I'm feeling you are assuming that the alternative to iMessages in Europe is SMS. It's not. The alternative is WhatsApp, Telegram, Signal, Facebook Messenger, etc.



Signal > WhatsApp > iMessage > Telegram > Facebook Messenger > SMS


Is this how you estimate people in Europe do rank alternatives, or just how you think they should?


That's just how I rank alternatives.


>WhatsApp > ... > Facebook Messenger

why? They're both end to end encrypted but owned by meta.


Signal, WhatsApp, and iMessage frame privacy from the service operator as the norm, while the others relegate it to some “I’m being sneaky now” switch.

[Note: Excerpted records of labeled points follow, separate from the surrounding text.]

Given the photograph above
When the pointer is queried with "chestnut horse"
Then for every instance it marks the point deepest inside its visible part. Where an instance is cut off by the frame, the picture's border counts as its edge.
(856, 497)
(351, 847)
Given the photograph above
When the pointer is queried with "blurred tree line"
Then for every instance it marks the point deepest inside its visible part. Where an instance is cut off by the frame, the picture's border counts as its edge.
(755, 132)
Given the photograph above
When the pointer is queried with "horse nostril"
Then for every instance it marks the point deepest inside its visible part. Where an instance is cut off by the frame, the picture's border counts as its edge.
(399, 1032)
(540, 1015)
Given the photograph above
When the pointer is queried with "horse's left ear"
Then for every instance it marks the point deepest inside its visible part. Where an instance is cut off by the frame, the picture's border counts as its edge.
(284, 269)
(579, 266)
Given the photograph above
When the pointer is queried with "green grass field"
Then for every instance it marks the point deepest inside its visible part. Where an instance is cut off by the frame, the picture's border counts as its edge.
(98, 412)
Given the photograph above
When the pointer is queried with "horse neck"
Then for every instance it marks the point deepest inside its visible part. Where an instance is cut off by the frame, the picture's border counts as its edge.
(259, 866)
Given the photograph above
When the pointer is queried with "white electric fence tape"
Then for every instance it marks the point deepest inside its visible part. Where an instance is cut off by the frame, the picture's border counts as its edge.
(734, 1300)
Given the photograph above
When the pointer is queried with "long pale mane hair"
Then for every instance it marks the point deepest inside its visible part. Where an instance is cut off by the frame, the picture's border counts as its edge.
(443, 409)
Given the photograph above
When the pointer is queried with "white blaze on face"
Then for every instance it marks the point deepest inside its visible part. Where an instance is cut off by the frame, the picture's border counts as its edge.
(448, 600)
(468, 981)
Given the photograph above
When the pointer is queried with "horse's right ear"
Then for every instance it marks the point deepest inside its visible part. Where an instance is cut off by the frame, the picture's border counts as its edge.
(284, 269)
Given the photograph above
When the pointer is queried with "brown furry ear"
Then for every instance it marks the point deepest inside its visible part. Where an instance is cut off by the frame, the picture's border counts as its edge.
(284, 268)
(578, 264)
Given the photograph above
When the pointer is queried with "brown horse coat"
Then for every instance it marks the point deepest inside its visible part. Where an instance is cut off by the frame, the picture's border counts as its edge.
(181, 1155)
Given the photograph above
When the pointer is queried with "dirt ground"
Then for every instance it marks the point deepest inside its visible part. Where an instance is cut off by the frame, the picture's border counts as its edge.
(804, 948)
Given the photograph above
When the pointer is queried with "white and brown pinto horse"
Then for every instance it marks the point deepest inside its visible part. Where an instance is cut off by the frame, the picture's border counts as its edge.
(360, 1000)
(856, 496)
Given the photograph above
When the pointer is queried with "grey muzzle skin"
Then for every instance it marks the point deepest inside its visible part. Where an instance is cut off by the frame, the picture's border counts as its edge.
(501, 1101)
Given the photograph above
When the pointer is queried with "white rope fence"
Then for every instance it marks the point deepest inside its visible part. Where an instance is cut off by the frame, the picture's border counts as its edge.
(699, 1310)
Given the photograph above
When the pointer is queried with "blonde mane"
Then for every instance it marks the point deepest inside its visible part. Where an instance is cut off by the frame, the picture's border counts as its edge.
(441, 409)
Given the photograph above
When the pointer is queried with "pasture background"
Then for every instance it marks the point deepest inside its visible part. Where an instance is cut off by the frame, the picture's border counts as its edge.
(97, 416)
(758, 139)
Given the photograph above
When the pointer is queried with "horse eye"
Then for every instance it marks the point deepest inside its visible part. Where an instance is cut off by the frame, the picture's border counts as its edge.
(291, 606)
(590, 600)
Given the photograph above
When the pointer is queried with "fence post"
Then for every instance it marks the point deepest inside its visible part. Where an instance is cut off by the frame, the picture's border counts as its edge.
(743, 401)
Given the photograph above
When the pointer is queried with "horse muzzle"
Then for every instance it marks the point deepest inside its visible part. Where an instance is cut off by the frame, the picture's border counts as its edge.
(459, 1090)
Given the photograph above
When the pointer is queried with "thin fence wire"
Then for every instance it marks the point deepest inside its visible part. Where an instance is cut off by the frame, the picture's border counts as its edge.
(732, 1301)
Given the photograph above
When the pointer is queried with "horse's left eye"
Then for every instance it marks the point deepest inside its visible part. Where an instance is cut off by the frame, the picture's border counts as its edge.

Framing fundamental privacy measures as sneaky mode is actively harmful to their broader adoption, paints a target on the few people who do have dire need for protection, and makes us all vulnerable to efforts to legislate against what progress we’ve made.


> Signal, WhatsApp, and iMessage make E2EE the norm

E2E. yes; explicit key management, no.

So basically you are getting encryption on your device, but do not know, who can decrypt.

About the only messaging app that makes some effort on key verification and keys cannot be changed randomly is Threema.


(?) You’re replying under a thread about the ranking of WhatsApp vs. Facebook Messenger in a list that doesn’t even include Threema.


The thread developed into E2EE. Threema was an example how to do it more correctly, and to show what the others are doing wrong, giving an incorrect sense of security when there is none.